I suspect that you intend to train AsymFormer on your custom dataset, which involves addressing the issue of data annotation. First, we'll explain why the background class should be ignored in the NYUv2 dataset, and then we'll discuss how to train on your custom dataset. In the NYUv2 dataset, the background class contains numerous unlabeled objects. Including the background class as a label during training could mislead the network's understanding of other categories. Therefore, the standard practice is to ignore the background class during both training and testing phases to accurately assess the network's performance. However, if your task is to differentiate between the foreground and background, then the scenario might be different. In such a case, you may not need to ignore your dataset's background class during the training and testing phases.

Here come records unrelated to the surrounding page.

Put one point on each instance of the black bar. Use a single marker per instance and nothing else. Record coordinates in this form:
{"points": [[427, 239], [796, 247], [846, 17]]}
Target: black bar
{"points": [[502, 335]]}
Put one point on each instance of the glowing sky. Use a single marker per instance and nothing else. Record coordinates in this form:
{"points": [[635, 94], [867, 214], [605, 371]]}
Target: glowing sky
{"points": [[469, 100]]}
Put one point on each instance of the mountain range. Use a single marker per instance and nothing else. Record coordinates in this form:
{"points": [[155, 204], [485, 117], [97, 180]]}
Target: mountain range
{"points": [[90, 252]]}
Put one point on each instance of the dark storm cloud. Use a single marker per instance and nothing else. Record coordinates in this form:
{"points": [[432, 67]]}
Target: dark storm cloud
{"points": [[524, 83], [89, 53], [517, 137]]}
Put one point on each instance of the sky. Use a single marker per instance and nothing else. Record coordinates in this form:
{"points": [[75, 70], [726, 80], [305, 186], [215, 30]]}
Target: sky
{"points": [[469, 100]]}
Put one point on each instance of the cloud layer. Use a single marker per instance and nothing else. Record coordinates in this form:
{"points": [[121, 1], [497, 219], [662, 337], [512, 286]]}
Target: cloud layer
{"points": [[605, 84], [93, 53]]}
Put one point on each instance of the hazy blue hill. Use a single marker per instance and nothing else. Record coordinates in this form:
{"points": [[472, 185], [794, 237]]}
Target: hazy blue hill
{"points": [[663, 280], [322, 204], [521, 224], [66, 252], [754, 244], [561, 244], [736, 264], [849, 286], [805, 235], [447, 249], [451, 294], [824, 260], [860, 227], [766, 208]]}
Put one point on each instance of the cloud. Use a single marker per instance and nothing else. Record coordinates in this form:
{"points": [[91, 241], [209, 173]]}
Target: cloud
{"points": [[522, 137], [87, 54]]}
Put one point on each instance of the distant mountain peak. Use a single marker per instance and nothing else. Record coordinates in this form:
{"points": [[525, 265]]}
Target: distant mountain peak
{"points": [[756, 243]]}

In actual practice, firstly, during the data annotation phase, you need to mark the background class as class 0, and eliminate the “target_scales[0] - 1” operation when computing the loss. Similarly, during testing, remove the "output = torch.max(pred, 1)[1] + 1" operation: output = torch.max(pred, 1)[1] + 1

yinyong14 commented 1 month ago

Thanks for the reply, but sorry, I don't understand the remove the "output = torch.max(pred, 1)[1] + 1" operation: output = torch.max(pred, 1)[1] + 1, these are not two identical codes.

Fourier7754 commented 1 month ago

In the NYUv2 dataset, class 0 represents the background class. During the training phase, we subtract 1 from all labels and ignore the label "-1", which effectively removes the background class from the training process. During the testing phase, we add 1 to all labels to ensure the output results align with the categories in the NYUv2 label image (the label 0 in "pred" is corresponding to label 1 in original NYUv2 label image). When training and testing on your own dataset, you might not need to apply these preprocessing and postprocessing steps.

yinyong14 commented 1 month ago

Thanks for the reply, I understand.